Among the tricks highlighted at the conference were:
• Taking the "before" photo of nose surgery slightly from one side and then the "after" head on to give an impression the nose has been reduced;
• Shifting a patient from a sitting position to a lying position to allow gravity to flatten stomachs and change breast shape;
• Lighting a subject from the sides to reduce wrinkles in "after" shots, while lighting from above and below to increase the signs of ageing in "before" shots;
• Taking pictures from a distance to give the impression that blemishes have been "smoothed", simply because the camera will pick up less detail;
• Using soft focus photographs to help hide unsightly scars.

Charles Nduka, a plastic surgeon at St Mary's Hospital, London, said digital picture manipulation software had made it easier than ever for surgeons to boost business by altering photographs.

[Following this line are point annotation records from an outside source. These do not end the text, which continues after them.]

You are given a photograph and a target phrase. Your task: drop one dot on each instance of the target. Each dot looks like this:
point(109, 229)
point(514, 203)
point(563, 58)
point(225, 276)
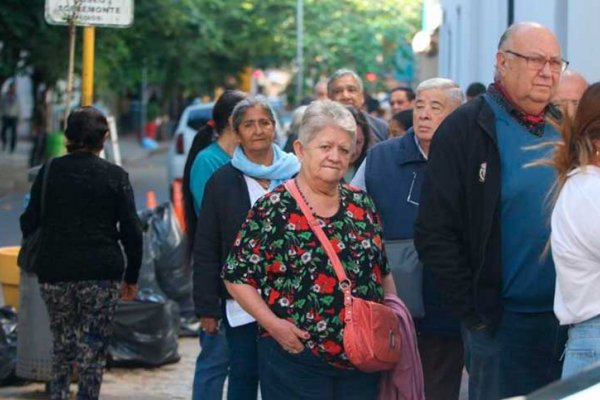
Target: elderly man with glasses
point(483, 220)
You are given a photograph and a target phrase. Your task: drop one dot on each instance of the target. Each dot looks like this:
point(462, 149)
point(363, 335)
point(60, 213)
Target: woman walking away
point(257, 167)
point(575, 237)
point(89, 212)
point(212, 147)
point(298, 303)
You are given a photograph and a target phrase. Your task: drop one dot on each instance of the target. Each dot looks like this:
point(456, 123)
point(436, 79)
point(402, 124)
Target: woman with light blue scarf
point(257, 167)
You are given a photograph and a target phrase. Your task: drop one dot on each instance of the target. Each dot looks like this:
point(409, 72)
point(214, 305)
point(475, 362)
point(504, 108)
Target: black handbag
point(31, 245)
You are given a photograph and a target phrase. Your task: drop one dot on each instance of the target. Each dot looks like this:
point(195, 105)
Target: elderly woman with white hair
point(279, 272)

But he demonstrated that simply by changing the model's position and lighting he was able to produce a surgery-free "face lift".

"One could rightly claim that these images are not re-touched," said Nduka. "But changes in lighting and positioning of the subject can produce impressive results.

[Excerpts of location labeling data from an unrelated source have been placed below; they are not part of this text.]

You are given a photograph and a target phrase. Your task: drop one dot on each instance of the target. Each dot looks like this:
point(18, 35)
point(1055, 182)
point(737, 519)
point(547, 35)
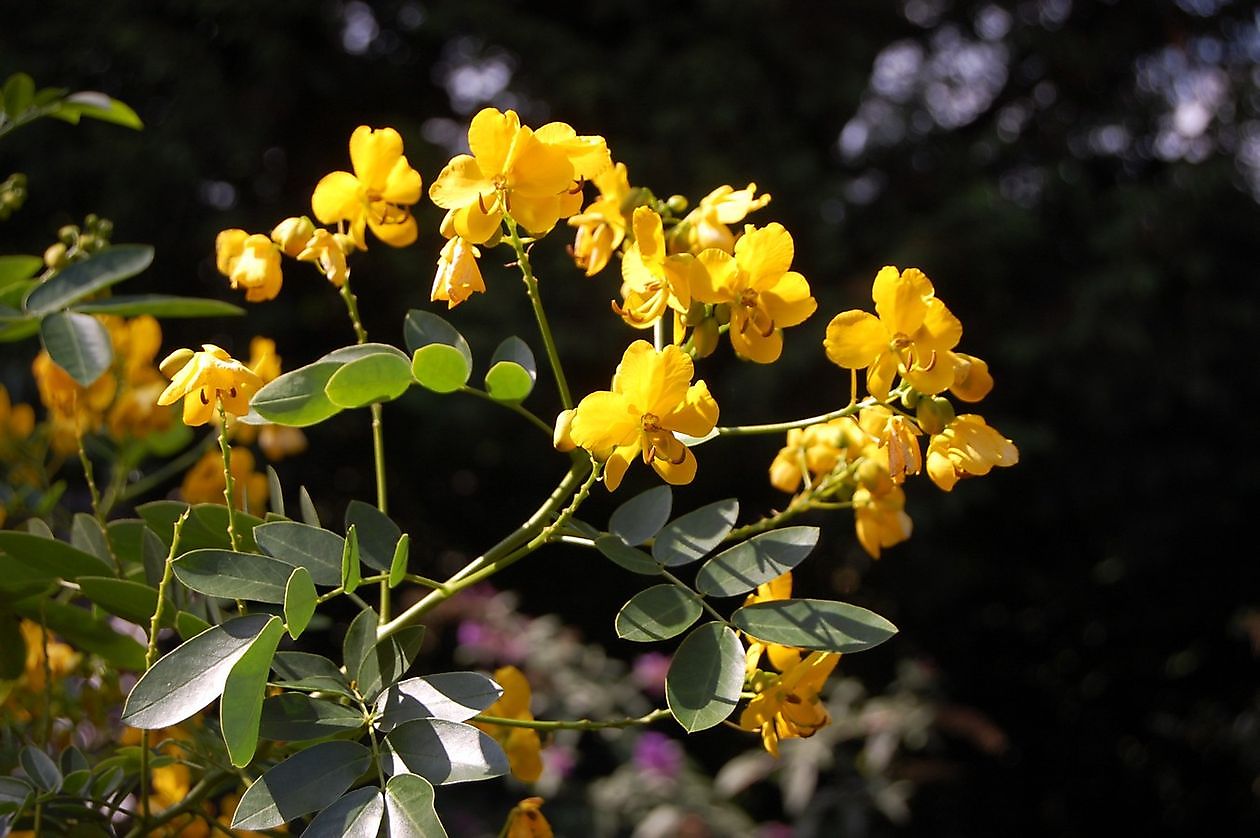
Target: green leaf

There is widespread use of manipulated images in the media and also on the internet.

"Undoubtedly photography is a vital tool for the plastic surgeon, but with the advent of digital photography and desktop publishing software it is very easy, even for the novice, to manipulate images.

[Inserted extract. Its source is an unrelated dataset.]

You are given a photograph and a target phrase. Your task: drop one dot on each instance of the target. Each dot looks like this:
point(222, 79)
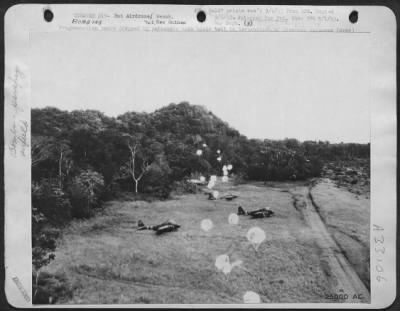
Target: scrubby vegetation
point(83, 158)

"This is important both in marketing material from commercial companies and in research publications describing novel techniques where the issue of research misconduct has been an important topic recently.

"In the absence of specific guidance on its appropriate uses and potential for abuse, patient trust may be harmed."

Norman Waterhouse, a consultant plastic surgeon with a practice in London's Harley Street, said: "Magazines seem to be full of before and after pictures showing the apparent benefits of cosmetic treatments.

"Surprisingly, there is currently no code of conduct in the use of photographs by plastic surgeons during pre-operative counselling and marketing."

Plastic surgery has surged in popularity in recent years, with 16,367 operations being carried out by BAAPS members in their private practices in 2004. In 2005 they experienced a 34% rise.
Surgeons claim the rise in the number of people going under the knife has been fuelled by the growing acceptance of cosmetic surgery and the increasing number of celebrities openly admitting they have had a nip and tuck.

But they also fear that overuse of manipulated images in magazines and in marketing material will lure patients into having surgery with unrealistic expectations of what cosmetic surgery can do for them.

In one infamous example, the British actress Kate Winslett was heavily airbrushed for an appearance in the men's magazine GQ. She was furious that the magazine had retouched her pictures to make her look slimmer. "I do not look like that and more importantly I don't desire to look like that," she said afterwards.

BAAPS has produced a series of guidelines on best practice when taking photos, which it expects it members to adhere to.

They set out standardised procedures for lighting a subject and how to position a model for an accurate image. They also state the correct method of handling digital images and set out what photographs should be used for.

Adam Searle, president of the association, said photographs were a valuable tool for documenting new cosmetic procedures, aiding patient consultations and for marketing.
He said: "We promote the highest ethical standards in aesthetic practice, including the use of modern photography techniques. They can be a powerful tool for documentation and research purposes, and must be used responsibly."

A spokeswoman for patient counselling website Cosmetic Support said: "We are often contacted by people who have seen photographs in adverts in the back of magazines or are shown them by a surgeon, but when they have the surgery themselves are disappointed with the results.

"The problem is that people trust photographs and forget that images of a patient after surgery may have been touched up, focused and aligned."

Patients need to take a step back and ask a surgeon realistically what they can do for them. They have to remember that advertisers don't use photos from a realistic angle, but the best angle."